于是芮槐宁只能让给他一半的沙发,自己蜷曲在另一半上边看直播边刷手机。
可是每当她拿起手机冉凌天就有意无意地瞥她,如此重复三次以后芮槐宁终于无奈地叹了口气:
“没搜我自己的名字,我只是想看看今天晚上吃什么。”
冉凌天“哦”了一声,之后果然不再盯着她了。
这个颁奖典礼最终没有辜负芮槐宁远在南半球的蹲守,《东城旧巷》果然得了奖,但是不是张导梦中的最佳导演奖,而是最佳剧本奖和最佳男演员奖。
奚檐时隔三年再次获得影帝殊荣,而他跟编剧张涟的获奖感言又都不约而同地感谢了这部影片的出品人芮槐宁。

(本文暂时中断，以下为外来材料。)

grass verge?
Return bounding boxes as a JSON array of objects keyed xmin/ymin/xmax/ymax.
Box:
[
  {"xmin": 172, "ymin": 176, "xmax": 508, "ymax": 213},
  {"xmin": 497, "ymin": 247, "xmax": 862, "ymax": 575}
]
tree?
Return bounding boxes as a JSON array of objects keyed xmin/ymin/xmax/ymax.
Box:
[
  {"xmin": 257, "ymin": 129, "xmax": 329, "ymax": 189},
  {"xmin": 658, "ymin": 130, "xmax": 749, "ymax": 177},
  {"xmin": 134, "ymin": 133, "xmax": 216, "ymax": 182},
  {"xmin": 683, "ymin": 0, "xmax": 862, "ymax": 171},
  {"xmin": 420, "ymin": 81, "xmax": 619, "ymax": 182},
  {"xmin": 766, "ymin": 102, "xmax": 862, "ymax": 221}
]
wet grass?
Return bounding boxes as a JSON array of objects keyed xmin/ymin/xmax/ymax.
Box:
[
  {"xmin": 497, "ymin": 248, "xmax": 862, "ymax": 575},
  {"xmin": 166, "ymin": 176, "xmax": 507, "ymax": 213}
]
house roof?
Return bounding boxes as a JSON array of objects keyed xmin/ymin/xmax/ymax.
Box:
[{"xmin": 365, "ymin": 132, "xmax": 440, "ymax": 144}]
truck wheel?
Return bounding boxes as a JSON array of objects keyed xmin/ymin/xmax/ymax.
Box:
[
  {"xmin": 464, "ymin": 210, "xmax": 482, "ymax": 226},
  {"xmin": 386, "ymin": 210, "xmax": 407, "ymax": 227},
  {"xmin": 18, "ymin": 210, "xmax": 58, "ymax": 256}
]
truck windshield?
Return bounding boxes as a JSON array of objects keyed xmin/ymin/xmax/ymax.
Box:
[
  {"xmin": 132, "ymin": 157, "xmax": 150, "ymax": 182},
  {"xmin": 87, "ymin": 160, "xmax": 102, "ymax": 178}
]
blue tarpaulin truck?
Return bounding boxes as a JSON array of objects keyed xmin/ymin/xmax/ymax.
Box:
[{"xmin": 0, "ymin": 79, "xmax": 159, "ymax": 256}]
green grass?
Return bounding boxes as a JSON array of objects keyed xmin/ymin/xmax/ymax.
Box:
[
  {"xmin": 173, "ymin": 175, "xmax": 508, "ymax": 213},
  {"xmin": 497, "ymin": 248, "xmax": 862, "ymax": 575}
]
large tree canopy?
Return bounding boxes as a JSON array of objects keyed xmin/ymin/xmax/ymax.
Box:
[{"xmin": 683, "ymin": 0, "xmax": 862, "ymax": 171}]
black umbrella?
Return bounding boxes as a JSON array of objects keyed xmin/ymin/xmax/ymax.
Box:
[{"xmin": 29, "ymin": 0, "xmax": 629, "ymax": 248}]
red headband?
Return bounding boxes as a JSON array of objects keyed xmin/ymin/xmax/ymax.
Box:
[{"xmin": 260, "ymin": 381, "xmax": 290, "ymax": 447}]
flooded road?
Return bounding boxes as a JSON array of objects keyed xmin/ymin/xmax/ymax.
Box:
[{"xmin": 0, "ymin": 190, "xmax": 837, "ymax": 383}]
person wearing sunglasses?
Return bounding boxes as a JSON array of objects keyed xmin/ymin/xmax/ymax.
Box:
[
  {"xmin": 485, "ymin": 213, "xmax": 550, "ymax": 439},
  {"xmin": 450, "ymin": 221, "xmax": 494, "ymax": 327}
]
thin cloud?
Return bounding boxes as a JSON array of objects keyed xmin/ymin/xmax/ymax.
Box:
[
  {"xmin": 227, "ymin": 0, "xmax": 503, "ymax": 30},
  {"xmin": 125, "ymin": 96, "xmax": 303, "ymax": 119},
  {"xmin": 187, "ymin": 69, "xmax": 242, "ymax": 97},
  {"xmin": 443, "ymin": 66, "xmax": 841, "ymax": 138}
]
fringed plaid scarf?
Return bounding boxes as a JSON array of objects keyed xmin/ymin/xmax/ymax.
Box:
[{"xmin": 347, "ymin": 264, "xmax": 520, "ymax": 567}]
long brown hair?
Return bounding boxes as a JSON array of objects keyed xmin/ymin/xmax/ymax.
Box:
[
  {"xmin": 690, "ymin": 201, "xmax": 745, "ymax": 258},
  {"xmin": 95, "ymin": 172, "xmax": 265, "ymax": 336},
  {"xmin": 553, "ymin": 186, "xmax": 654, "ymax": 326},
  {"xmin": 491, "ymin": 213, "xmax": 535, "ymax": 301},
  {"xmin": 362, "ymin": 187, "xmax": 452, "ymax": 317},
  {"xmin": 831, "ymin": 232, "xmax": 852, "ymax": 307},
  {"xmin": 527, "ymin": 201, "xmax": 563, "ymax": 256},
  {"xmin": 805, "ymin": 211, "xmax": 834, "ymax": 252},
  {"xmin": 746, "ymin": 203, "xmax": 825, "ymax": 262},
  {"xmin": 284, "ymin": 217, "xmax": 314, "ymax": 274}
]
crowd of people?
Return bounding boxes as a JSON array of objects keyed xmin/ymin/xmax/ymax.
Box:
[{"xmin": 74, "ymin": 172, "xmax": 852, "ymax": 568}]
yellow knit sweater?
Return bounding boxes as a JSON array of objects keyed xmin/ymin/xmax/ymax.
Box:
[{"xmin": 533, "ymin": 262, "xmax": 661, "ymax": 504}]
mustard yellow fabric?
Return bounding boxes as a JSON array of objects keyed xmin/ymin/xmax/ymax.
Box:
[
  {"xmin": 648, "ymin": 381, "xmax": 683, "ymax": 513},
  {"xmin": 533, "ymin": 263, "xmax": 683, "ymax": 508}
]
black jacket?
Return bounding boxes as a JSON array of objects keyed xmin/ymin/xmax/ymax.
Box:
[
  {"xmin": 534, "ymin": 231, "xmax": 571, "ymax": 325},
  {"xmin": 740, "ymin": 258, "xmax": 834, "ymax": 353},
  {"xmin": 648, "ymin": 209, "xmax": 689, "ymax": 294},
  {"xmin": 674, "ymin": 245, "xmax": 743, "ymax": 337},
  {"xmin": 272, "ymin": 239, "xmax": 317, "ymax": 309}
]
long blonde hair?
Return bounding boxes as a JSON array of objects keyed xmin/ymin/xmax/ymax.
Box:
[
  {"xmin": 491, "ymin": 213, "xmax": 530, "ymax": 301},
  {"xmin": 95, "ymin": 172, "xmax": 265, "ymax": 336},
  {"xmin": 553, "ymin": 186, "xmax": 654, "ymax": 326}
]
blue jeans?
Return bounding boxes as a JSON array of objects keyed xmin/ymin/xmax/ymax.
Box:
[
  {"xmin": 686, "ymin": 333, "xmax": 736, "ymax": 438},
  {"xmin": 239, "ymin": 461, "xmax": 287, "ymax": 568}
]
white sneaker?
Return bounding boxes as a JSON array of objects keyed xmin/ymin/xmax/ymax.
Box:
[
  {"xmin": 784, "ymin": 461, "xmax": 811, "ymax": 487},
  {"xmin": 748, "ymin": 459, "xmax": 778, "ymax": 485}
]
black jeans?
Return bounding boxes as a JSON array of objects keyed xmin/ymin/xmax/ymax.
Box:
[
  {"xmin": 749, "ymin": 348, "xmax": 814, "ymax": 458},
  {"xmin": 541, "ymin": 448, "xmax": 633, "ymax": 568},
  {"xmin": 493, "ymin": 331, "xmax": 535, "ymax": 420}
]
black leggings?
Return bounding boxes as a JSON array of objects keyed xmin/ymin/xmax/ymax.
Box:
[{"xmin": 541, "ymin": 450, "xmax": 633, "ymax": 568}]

也就是这时候冉凌天才终于放下了笔记本听着屏幕里的人说话,但是从头听到尾,等奚檐走下领奖台以后他又小声嘟囔了一句:“就这啊。”
芮槐宁完全不明白他到底在期待些什么东西。
在她看来奚檐的发言非常有水平,比如那句“Thetruehonorisnotthetrophy,butthemomenttheaudienceholdsitsbreathinthedark(真正的荣誉不是奖杯,而是观众在黑暗中屏住呼吸的那一刻).”
颁奖典礼结束,芮槐宁也选定了晚上的美食。
两个人一起磨磨蹭蹭地出了酒店,在到达餐厅之前芮槐宁还抽空给奚檐发送了诚挚的祝福:
【恭喜,从华夏影帝变国际影帝了】
对奚檐而言,这毫无疑问是重要的一步,否则芮槐宁不会在百忙之中规划好这样一个有信号、能蹲直播的旅行路线。
还很不容易地征得了冉凌天的同意。
奚檐很快就回复了:【谢谢。】
芮槐宁目前的行踪是个谜,奚檐原本以为她大概率正在哪个无人区闲逛,所以根本没想到她能立刻关注到自己获奖的事情。
文字不能表达他内心的惊喜,他也不是那种矫情的、会在微信里打一大段话的人。不过想来想去他还是补充了一句:
【这个电影的出品人是你,真好】
芮槐宁看到以后笑了笑,也回:【我出品的电影是你做男主角,真好】
这时候她跟冉凌天已经在CasadeReyes墨西哥餐厅落座了,她放下手机开始看菜单,对面冉凌天却还吧嗒吧嗒地在屏幕上敲着。
冉燃燃:【恭喜啊,在槐宁出品的电影里得奖给你美死了吧】
奚檐看到这句的时候忍不住笑了,他有时候是真的很羡慕冉小朋友能够这么直白地表达自己的情感。他刚回了“谢谢”两个字,对话框里就又冒出一条:
【不过我之前还以为你会在发表获奖感言的时候整个大新闻来着】
冉凌天当然不是毫无缘由地守在芮槐宁房间里不肯走,他就怕奚檐趁机发个疯表个白甚至求个婚,那他肯定还是得赖在槐宁身边才能及时反击啊。